Protesters gathered in Wandsworth to demand no more public contracts be given to Serco, reports Peter Bird
A large crowd assembled outside Wandsworth Town Hall on Tuesday lunch time to demand that no further contract is given to private firms, such as Serco, to track and trace the spread of the corona virus. Instead of that, local teams should be financed to do the work. There were similar events at other town halls up and down the country.
The demonstration was called by the campaign group We Own It, who are compiling a petition, and the initiative has the support of a number of organisations and groups including the trade unions PCS and Unite; the New Economics Foundation; Keep Our NHS Public; and Health Campaigns together.
Some local authorities, including Blackburn and Calderdale, have already established their local schemes after deciding that the national, privatised, schemes were inadequate, and that their populations would be better served by their own teams with knowledge of local communities.

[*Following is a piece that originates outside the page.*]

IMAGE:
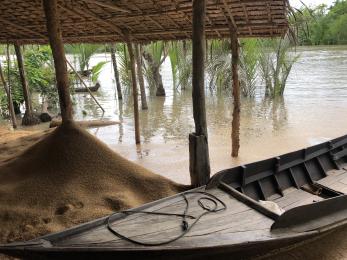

While Boris Johnson was promising that the service would be world beating, The Guardian newspaper, back in June, reported that Tony Prestedge, the chief operating officer of the scheme, told staff that it would take three or four months (i.e. until September or October) for the scheme to become fully operational. In the meantime the lockdown, instituted to stem the spread of the coronavirus, has been progressively relaxed, pubs and restaurants are open, and people are being encouraged to return to work; and schools are meant to become fully operational at the beginning of September.
Amid anxieties that a new wave of the virus is forthcoming, and while the R rate is close to one in most regions, it is said that only 72.4 percent of close contacts of people who have tested positive for the virus were reached in the week ending 29th July, down from 76.2% the previous week.
In recent months, ministers have used special powers, acquired ostensibly due to the pandemic, to bypass normal tendering and award a string of contracts to private companies and management consultants without open competition. This has, at times, gone spectacularly wrong, for example the government has recently admitted that 50 million masks bought as part of a £252 million medical supplies contract awarded to an investment firm have been deemed unsuitable for use by NHS workers.
The CEO of Serco is quoted as saying that he hopes the contract will, ‘cement the position of the private sector,’ in our NHS. Eighty- four percent of respondents to a recent YouGov survey of public opinion will hope he is wrong, since they wanted the NHS to be run by the public sector.
The conclusion that belief in the merits of privatisation is an erroneous dogma is irresistible. Serco stand to get an extended contract in spite of innumerable failures, including being fined £23 million after admitting responsibility for fraud over its electronic tagging scandal, in which it charged the Ministry of Justice for tagging people who were either dead, in jail, or had left the country. This is one of many examples.
Health Secretary, Matt Hancock, needs to scrap Serco, and other failed contracts, and give the £528 million he has to spend to local authorities and Public Health England teams instead.